Does Model Size Matter?
Why Small Language Models Are the Future of Requirements Engineering

The Requirements Engineering (RE) community is at a crossroads

For years, the promise of automated requirements classification—the critical task of categorising requirements as functional, non-functional, security-related, and so on—has been tantalisingly close, driven by advances in Natural Language Processing (NLP). The recent explosion of Large Language Models (LLMs) like GPT-5, Grok-4, and Claude-4 seemed to be the final piece of the puzzle, delivering state-of-the-art performance in text understanding and classification.

Yet, for the software industry, this reliance on colossal, proprietary models presents a host of intractable problems. The sheer computational cost of running trillion-parameter models is prohibitive for many organisations. More critically, the typical cloud-hosted, closed-source nature of these LLMs introduces significant data-sharing risks. Company requirements are often highly confidential assets, and sending them to an external, proprietary service is a non-starter for security-conscious firms. This dependency compromises privacy, security, and reproducibility, limiting the ability of researchers and practitioners to adapt models to their specific, sensitive needs.


The Rise of the Underdogs: Small Language Models (SLMs)

Enter the Small Language Models (SLMs). These open-source alternatives, typically ranging from 7 to 8 billion parameters (e.g., Llama-3-8B, Qwen2-7B, Falcon-7B), offer a compelling solution. They are lightweight, locally deployable on private machines or servers, and enable the secure, cost-effective processing of sensitive data.
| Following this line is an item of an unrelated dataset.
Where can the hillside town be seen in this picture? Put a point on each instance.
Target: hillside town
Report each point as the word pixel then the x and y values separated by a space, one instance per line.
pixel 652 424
Furthermore, their local execution significantly reduces operational costs and offers substantial benefits in terms of energy consumption and customisation.

The central question, however, has remained: Can these minnows truly compete with the titans? Do the advantages of privacy and resource efficiency come at an unacceptable cost to accuracy?

Our recent preliminary study, detailed in the paper "Does Model Size Matter? A Comparison of Small and Large Language Models for Requirements Classification" [1], set out to answer this question through a systematic, head-to-head comparison. The results are a game-changer for the future of automated RE.


Pitting Titans Against Minnows: The Study Design

To ensure a fair and rigorous comparison, we evaluated eight language models:

  • Three LLMs (Titans): GPT-5, xAI Grok-4, and Claude-4 (estimated at 1-2 trillion parameters). These were accessed via commercial APIs.
  • Five SLMs (Minnows): Qwen2-7B-Instruct, Falcon-7B-Instruct, Granite-3.2-8B-Instruct, Ministral-8B-Instruct-2410, and Meta-Llama-3-8B-Instruct (ranging from 7B to 8B parameters). These were executed locally on a high-performance Linux server.

The size difference is staggering: the LLMs are 100 to 300 times larger than their SLM counterparts.

All models were tested on three public, well-established requirements classification datasets:

  1. PROMISE [3]: Binary classification of Functional Requirements (FR) vs. Non-Functional Requirements (NFR).
  2. PROMISE Reclass [4]: A re-classification of PROMISE with two binary subtasks (FR vs. NFR and QR vs. Non-QR).
  3. SecReq [10]: Binary classification of Security-related (Sec) vs. Non-Security (NSec) requirements.

To maximise performance and ensure a robust evaluation, we employed a sophisticated Chain-of-Thought (CoT) plus Few-Shot prompting strategy, which has been shown to be highly effective in prior work [16].


The Shocking Results: A Statistical Tie

The descriptive statistics initially showed a slight edge for the LLMs, which achieved an average F1 score of 2% higher than the SLMs across all datasets. For instance, the top-performing LLM, Claude-4, consistently led with F1 scores of 0.81 (PROMISE), 0.80 (PROMISE Reclass), and 0.89 (SecReq). The best SLM, Llama-3-8B, was close behind, achieving scores of 0.76, 0.78, and 0.88 on the same tasks, respectively [2].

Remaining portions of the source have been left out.